Sam began to smirk as soon as he stepped into the small lounge.
‘What?’ I asked my lips twitching.
‘You … erm … don’t take after your mother.’ He scanned the room. ‘It’s very tidy.’
‘Sometimes I move the ornaments or tweak the pictures so they’re not quite so straight. Bugs the hell out of her.’ I darted to the mirror over the fireplace which housed a gas fire with fake coals and flames and pushed the corner ever so slightly so that it was a tiny bit offset. ‘But she never says anything.’ I’d wondered about that for a long time. Her reluctance to engage in any form of conflict. It occurred to me now that I’d been trying to provoke a reaction.
‘Rebel,’ teased Sam.
‘And very childish,’ I admitted.
‘Yes.’ He looked bemused.
I shrugged. ‘She brings out the worst in me.’ Now he frowned, confusion furrowing his forehead, as if this was something he couldn’t quite fathom. ‘We’re not close, like you are with your mum and dad.’

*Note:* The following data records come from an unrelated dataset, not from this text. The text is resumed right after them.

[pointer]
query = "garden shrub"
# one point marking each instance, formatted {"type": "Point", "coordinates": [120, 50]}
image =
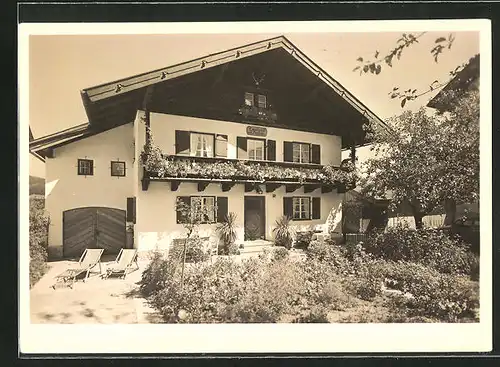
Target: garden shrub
{"type": "Point", "coordinates": [195, 250]}
{"type": "Point", "coordinates": [283, 232]}
{"type": "Point", "coordinates": [332, 255]}
{"type": "Point", "coordinates": [430, 293]}
{"type": "Point", "coordinates": [426, 246]}
{"type": "Point", "coordinates": [280, 253]}
{"type": "Point", "coordinates": [303, 239]}
{"type": "Point", "coordinates": [233, 249]}
{"type": "Point", "coordinates": [39, 222]}
{"type": "Point", "coordinates": [317, 314]}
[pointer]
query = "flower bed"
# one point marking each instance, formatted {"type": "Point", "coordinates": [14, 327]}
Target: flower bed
{"type": "Point", "coordinates": [158, 165]}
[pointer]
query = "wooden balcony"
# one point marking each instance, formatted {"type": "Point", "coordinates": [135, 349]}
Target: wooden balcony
{"type": "Point", "coordinates": [253, 174]}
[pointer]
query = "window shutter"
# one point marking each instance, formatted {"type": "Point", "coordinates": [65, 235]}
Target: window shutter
{"type": "Point", "coordinates": [271, 150]}
{"type": "Point", "coordinates": [315, 154]}
{"type": "Point", "coordinates": [181, 218]}
{"type": "Point", "coordinates": [288, 207]}
{"type": "Point", "coordinates": [221, 145]}
{"type": "Point", "coordinates": [182, 142]}
{"type": "Point", "coordinates": [288, 151]}
{"type": "Point", "coordinates": [221, 208]}
{"type": "Point", "coordinates": [131, 210]}
{"type": "Point", "coordinates": [316, 208]}
{"type": "Point", "coordinates": [241, 144]}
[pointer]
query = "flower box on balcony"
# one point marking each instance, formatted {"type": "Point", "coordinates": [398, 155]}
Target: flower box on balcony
{"type": "Point", "coordinates": [239, 170]}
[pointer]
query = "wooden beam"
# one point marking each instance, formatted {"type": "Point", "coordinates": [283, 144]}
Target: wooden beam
{"type": "Point", "coordinates": [310, 188]}
{"type": "Point", "coordinates": [148, 96]}
{"type": "Point", "coordinates": [270, 187]}
{"type": "Point", "coordinates": [174, 185]}
{"type": "Point", "coordinates": [202, 185]}
{"type": "Point", "coordinates": [145, 183]}
{"type": "Point", "coordinates": [291, 187]}
{"type": "Point", "coordinates": [226, 186]}
{"type": "Point", "coordinates": [249, 187]}
{"type": "Point", "coordinates": [51, 153]}
{"type": "Point", "coordinates": [326, 189]}
{"type": "Point", "coordinates": [341, 188]}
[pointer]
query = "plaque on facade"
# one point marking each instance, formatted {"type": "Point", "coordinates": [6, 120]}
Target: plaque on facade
{"type": "Point", "coordinates": [256, 131]}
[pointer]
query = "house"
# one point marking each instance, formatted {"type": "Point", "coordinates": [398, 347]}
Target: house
{"type": "Point", "coordinates": [256, 130]}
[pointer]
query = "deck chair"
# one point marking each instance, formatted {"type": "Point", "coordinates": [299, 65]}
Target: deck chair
{"type": "Point", "coordinates": [122, 264]}
{"type": "Point", "coordinates": [89, 259]}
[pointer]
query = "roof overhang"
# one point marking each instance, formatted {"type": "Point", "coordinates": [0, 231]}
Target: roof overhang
{"type": "Point", "coordinates": [137, 85]}
{"type": "Point", "coordinates": [135, 88]}
{"type": "Point", "coordinates": [464, 80]}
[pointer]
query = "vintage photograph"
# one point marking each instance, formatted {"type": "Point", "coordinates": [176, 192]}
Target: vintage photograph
{"type": "Point", "coordinates": [255, 178]}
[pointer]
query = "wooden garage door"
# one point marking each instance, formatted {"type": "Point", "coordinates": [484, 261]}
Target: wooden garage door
{"type": "Point", "coordinates": [93, 227]}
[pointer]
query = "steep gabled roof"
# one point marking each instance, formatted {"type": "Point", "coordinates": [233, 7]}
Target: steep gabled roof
{"type": "Point", "coordinates": [133, 90]}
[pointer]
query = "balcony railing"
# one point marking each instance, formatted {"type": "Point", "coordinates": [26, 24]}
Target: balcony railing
{"type": "Point", "coordinates": [184, 168]}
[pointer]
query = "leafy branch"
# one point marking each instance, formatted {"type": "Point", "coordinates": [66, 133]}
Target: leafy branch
{"type": "Point", "coordinates": [412, 94]}
{"type": "Point", "coordinates": [374, 65]}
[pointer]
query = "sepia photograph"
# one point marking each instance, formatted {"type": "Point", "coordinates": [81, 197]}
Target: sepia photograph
{"type": "Point", "coordinates": [257, 176]}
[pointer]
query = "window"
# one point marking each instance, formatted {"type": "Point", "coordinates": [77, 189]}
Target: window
{"type": "Point", "coordinates": [205, 208]}
{"type": "Point", "coordinates": [118, 169]}
{"type": "Point", "coordinates": [202, 145]}
{"type": "Point", "coordinates": [301, 153]}
{"type": "Point", "coordinates": [255, 149]}
{"type": "Point", "coordinates": [301, 208]}
{"type": "Point", "coordinates": [261, 101]}
{"type": "Point", "coordinates": [86, 167]}
{"type": "Point", "coordinates": [248, 99]}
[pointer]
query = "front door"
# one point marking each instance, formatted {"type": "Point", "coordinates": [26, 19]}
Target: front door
{"type": "Point", "coordinates": [255, 218]}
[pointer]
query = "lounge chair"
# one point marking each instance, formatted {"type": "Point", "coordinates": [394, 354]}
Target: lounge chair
{"type": "Point", "coordinates": [89, 259]}
{"type": "Point", "coordinates": [123, 263]}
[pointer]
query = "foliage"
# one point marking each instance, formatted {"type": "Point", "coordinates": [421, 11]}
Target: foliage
{"type": "Point", "coordinates": [233, 249]}
{"type": "Point", "coordinates": [317, 314]}
{"type": "Point", "coordinates": [430, 247]}
{"type": "Point", "coordinates": [157, 165]}
{"type": "Point", "coordinates": [39, 222]}
{"type": "Point", "coordinates": [278, 288]}
{"type": "Point", "coordinates": [430, 293]}
{"type": "Point", "coordinates": [227, 232]}
{"type": "Point", "coordinates": [437, 159]}
{"type": "Point", "coordinates": [374, 65]}
{"type": "Point", "coordinates": [194, 248]}
{"type": "Point", "coordinates": [303, 239]}
{"type": "Point", "coordinates": [283, 232]}
{"type": "Point", "coordinates": [280, 253]}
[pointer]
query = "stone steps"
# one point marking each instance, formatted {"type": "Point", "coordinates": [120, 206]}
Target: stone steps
{"type": "Point", "coordinates": [255, 247]}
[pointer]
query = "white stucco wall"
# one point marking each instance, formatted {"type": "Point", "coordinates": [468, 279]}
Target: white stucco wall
{"type": "Point", "coordinates": [65, 189]}
{"type": "Point", "coordinates": [163, 129]}
{"type": "Point", "coordinates": [156, 225]}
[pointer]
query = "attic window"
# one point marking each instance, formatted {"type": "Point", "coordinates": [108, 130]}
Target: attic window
{"type": "Point", "coordinates": [261, 101]}
{"type": "Point", "coordinates": [249, 99]}
{"type": "Point", "coordinates": [85, 167]}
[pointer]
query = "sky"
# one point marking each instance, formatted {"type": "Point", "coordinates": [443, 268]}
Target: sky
{"type": "Point", "coordinates": [62, 65]}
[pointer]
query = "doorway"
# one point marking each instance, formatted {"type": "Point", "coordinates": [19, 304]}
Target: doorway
{"type": "Point", "coordinates": [255, 218]}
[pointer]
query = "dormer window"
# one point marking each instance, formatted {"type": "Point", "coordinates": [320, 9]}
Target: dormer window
{"type": "Point", "coordinates": [249, 99]}
{"type": "Point", "coordinates": [259, 100]}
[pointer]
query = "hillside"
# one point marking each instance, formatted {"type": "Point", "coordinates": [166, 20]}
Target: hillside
{"type": "Point", "coordinates": [37, 185]}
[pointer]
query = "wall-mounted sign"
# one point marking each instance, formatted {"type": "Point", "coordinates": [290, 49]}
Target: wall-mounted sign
{"type": "Point", "coordinates": [256, 131]}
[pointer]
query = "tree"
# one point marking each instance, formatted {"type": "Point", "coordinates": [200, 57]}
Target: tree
{"type": "Point", "coordinates": [428, 158]}
{"type": "Point", "coordinates": [373, 64]}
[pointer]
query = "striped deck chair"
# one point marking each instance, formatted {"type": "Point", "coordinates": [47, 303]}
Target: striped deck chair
{"type": "Point", "coordinates": [89, 259]}
{"type": "Point", "coordinates": [122, 264]}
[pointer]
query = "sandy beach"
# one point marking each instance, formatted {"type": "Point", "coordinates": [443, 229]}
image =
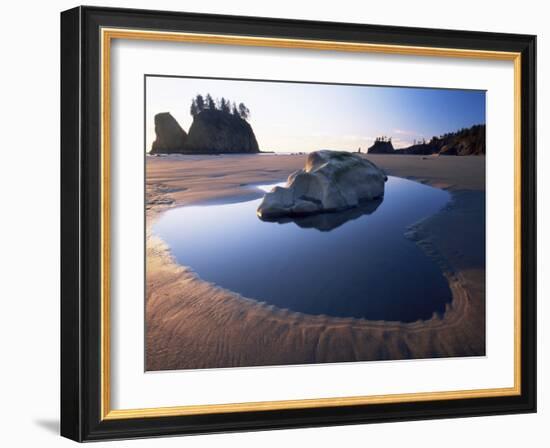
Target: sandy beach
{"type": "Point", "coordinates": [191, 323]}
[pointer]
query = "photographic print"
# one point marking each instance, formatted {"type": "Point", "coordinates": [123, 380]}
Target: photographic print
{"type": "Point", "coordinates": [272, 224]}
{"type": "Point", "coordinates": [299, 223]}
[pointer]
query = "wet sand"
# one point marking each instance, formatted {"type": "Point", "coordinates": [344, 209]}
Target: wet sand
{"type": "Point", "coordinates": [191, 323]}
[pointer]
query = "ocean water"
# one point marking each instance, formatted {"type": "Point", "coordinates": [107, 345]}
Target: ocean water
{"type": "Point", "coordinates": [357, 263]}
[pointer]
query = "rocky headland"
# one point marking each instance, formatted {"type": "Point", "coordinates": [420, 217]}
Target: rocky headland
{"type": "Point", "coordinates": [465, 142]}
{"type": "Point", "coordinates": [218, 128]}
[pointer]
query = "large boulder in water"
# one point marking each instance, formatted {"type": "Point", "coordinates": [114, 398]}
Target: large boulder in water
{"type": "Point", "coordinates": [331, 181]}
{"type": "Point", "coordinates": [219, 132]}
{"type": "Point", "coordinates": [170, 137]}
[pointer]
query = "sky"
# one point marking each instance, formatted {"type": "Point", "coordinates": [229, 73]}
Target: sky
{"type": "Point", "coordinates": [302, 117]}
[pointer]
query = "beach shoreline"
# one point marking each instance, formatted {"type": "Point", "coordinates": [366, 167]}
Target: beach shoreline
{"type": "Point", "coordinates": [191, 323]}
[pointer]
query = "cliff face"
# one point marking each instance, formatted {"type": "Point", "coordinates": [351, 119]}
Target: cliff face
{"type": "Point", "coordinates": [170, 137]}
{"type": "Point", "coordinates": [381, 147]}
{"type": "Point", "coordinates": [217, 132]}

‘Hmm,’ said Sam, suddenly intent on brushing a non-existent piece of something from his caramel-coloured chinos.
Before I could question him, Mum’s arrival was announced by the chink of china and teaspoons and she appeared in the doorway carrying an overloaded tray, her arms braced as if she were a weightlifter who’d just racked up a record lift, reminding me rather bizarrely of Mrs Doyle from Father Ted.
‘Joan, let me.’ Sam rushed to her side and relieved her of her load.
‘Oh, thank you, Sam. That’s very kind.’
He put the tray down on the coffee table that was exactly mid-centre of the rug, right angled to both the sofa and the two armchairs on either side.
‘Tea or coffee?’ A silver cafetière and a china teapot sat on the tray and her hand hovered over them. Of course she’d made both. She couldn’t ask us beforehand like a normal person and bring a mug through.
‘Coffee, please.’
I watched as her eyes strayed to his man bun and then to his forearms. Hair nil, lack of tattoos, one.